Reporters Sans Frontieres (Reporters Without Borders), an international press freedom watchdog group based in Paris, sent a letter Tuesday to Culture and Tourism Minister Kim Han-gill, protesting the South Korean government's media tax probe. In the letter, the group warned, "Such a tax probe could represent a real threat to the pluralism of information on the eve of the presidential election slated next year." It went on to condemn "all pressures on the press." The letter took note that the tax probe was concentrated on media groups critical of the current government, and added, "It does not bode well for the 'press reforms' announced recently by President Kim Dae-jung."

Reporters Without Borders is an international organ to protect the rights of news gatherers. Its major objective is to protect reporters from persecution. In this respect, the group is different from the World Association of Newspapers or the International Press Institute, whose members are the executives, the publishers and the editors of news companies.

Seoul must pay attention to the fact that the reporters' group, not the executives' or editors' organizations, voiced concern over the South Korean government's tax investigations. Although the government claims that it is a routine probe without any unstated intentions, foreign reporters, not the managers of the foreign media, say that they find it hard to swallow the Korean government's explanations.

They expressed concern that by the use of a legal means in form ?the tax probe ?the government may induce the news media to sing in harmony with the government, thereby harming the pluralism of the press.

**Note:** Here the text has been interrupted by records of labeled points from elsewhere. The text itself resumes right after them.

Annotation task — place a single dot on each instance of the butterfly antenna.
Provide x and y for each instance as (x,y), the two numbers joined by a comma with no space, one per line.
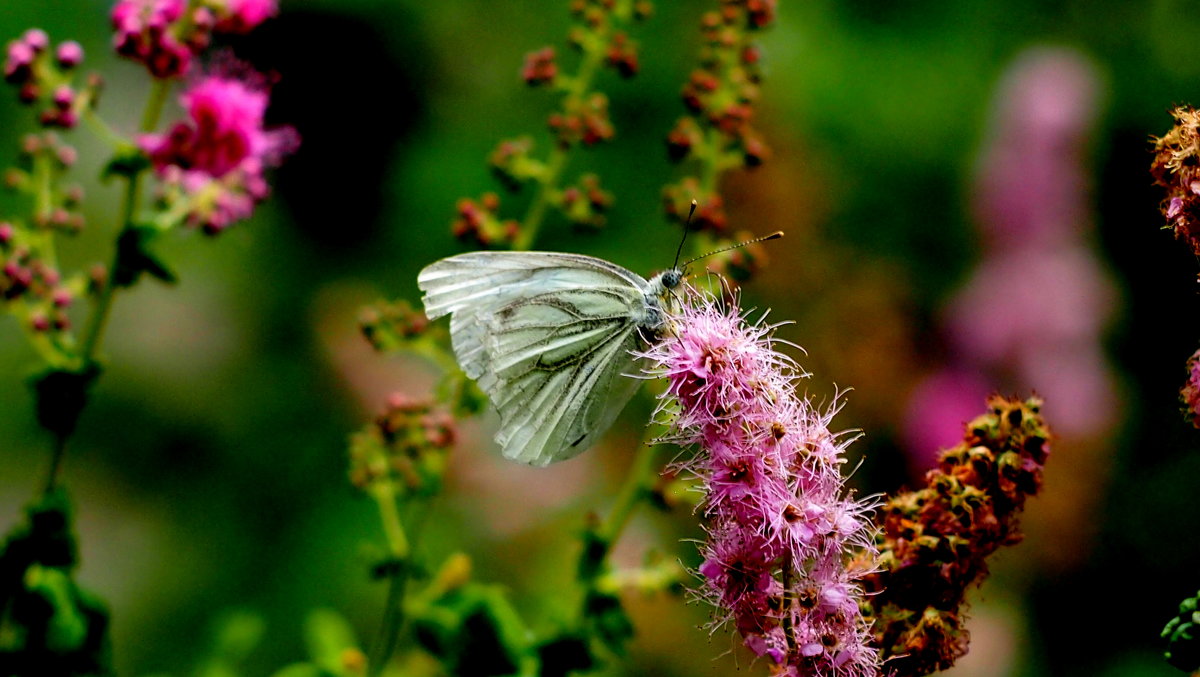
(774,235)
(687,227)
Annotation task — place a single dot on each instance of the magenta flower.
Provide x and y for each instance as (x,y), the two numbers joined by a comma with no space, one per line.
(1191,391)
(147,31)
(241,16)
(213,163)
(167,34)
(783,531)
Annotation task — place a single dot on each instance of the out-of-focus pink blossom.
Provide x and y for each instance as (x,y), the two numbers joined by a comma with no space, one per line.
(215,160)
(147,31)
(783,531)
(939,407)
(225,127)
(161,35)
(241,16)
(1032,313)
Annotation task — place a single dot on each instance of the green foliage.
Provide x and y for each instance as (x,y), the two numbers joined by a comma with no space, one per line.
(1182,637)
(48,624)
(474,630)
(61,395)
(133,257)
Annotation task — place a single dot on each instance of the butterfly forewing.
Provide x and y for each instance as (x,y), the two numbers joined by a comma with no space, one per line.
(547,335)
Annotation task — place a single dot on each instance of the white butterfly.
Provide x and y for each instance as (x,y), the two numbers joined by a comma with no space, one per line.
(549,339)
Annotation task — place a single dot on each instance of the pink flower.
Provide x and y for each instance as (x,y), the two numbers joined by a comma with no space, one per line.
(1191,391)
(214,161)
(783,531)
(241,16)
(147,31)
(161,35)
(225,129)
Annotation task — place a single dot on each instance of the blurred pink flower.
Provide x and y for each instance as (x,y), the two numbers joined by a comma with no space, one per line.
(783,531)
(157,33)
(241,16)
(215,160)
(939,407)
(147,33)
(1032,313)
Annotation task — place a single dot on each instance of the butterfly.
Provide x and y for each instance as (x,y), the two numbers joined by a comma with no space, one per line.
(549,337)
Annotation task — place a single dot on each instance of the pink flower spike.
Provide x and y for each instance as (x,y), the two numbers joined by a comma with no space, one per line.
(70,54)
(243,16)
(216,159)
(786,541)
(36,40)
(18,63)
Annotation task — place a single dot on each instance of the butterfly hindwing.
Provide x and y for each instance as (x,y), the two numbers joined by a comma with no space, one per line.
(547,337)
(557,360)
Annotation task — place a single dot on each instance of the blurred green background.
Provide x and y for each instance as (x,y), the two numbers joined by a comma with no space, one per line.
(209,469)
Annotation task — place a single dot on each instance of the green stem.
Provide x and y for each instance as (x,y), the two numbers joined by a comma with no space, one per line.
(384,493)
(99,317)
(639,484)
(547,185)
(103,131)
(636,489)
(52,478)
(153,111)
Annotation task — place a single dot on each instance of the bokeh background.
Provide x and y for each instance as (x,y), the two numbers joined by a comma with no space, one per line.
(967,205)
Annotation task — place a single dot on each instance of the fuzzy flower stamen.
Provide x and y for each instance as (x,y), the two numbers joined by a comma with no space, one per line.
(781,526)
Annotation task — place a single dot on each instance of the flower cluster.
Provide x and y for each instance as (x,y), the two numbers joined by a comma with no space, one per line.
(479,221)
(1189,395)
(390,325)
(213,163)
(781,526)
(935,540)
(580,119)
(407,442)
(1035,309)
(30,283)
(1182,636)
(46,78)
(720,97)
(167,35)
(1175,168)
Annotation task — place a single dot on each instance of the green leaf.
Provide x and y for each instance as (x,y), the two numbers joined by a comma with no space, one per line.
(61,395)
(475,631)
(129,161)
(300,670)
(610,621)
(133,257)
(329,636)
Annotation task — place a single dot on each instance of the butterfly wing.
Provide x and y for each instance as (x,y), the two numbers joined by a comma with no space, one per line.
(547,336)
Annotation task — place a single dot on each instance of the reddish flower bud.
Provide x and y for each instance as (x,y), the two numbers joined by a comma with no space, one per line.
(69,54)
(539,67)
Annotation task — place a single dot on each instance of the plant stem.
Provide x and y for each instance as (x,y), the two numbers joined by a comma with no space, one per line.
(99,317)
(384,493)
(103,131)
(547,185)
(60,444)
(636,487)
(153,111)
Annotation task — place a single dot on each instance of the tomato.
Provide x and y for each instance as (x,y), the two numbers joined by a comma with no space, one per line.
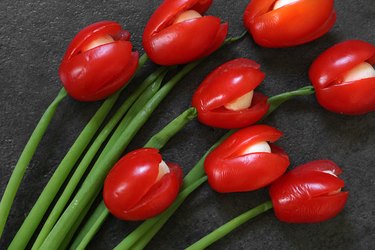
(280,23)
(177,33)
(309,193)
(227,83)
(141,185)
(98,62)
(245,161)
(341,84)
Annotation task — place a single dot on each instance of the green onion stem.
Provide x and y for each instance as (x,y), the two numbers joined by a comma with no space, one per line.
(95,178)
(230,226)
(157,141)
(25,158)
(144,233)
(277,100)
(142,100)
(145,90)
(45,199)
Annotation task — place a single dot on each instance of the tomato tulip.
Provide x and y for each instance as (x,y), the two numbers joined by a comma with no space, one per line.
(309,193)
(245,161)
(285,23)
(344,78)
(98,62)
(177,33)
(141,185)
(226,99)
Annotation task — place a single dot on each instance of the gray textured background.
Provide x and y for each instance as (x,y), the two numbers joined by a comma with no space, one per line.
(33,39)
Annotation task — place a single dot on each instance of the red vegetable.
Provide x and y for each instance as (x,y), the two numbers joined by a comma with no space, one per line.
(177,33)
(344,78)
(284,23)
(216,99)
(98,62)
(245,161)
(309,193)
(141,185)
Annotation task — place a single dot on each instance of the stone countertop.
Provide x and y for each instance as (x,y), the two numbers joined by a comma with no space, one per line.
(33,39)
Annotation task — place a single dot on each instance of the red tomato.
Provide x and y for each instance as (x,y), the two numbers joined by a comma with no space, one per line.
(327,74)
(225,84)
(295,23)
(229,169)
(168,42)
(98,62)
(309,193)
(133,190)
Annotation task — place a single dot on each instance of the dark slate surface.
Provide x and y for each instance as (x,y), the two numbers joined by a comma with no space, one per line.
(33,38)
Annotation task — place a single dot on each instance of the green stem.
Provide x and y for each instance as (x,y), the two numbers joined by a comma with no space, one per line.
(25,158)
(230,226)
(157,141)
(143,90)
(134,242)
(66,242)
(144,233)
(95,178)
(277,100)
(45,199)
(236,38)
(136,107)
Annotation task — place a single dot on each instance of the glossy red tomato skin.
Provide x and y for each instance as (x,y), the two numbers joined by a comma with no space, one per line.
(351,98)
(230,171)
(131,191)
(302,195)
(94,74)
(226,83)
(294,24)
(170,44)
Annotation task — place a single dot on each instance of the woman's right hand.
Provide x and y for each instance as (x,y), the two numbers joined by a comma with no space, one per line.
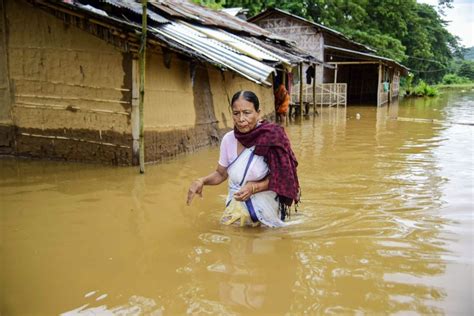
(195,188)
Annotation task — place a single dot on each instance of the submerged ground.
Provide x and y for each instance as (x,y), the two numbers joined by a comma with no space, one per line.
(385,226)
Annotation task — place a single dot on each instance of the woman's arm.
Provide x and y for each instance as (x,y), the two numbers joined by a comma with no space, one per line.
(214,178)
(250,188)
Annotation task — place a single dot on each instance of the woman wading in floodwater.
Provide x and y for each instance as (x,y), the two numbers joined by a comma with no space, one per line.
(257,159)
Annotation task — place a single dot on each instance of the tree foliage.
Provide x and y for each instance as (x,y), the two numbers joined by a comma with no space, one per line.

We reiterate that we believe news companies should not be exempt from tax probes and that they should operate their businesses like any other companies, including paying taxes according to law. However, as the group pointed out in its protest letter, a tax probe is not routine when tax authorities are looking into the books for several months using 400 investigators. If their aim is so-called "press reform," it should be voluntary, not coerced. The international community is watching Korea's media situation closely.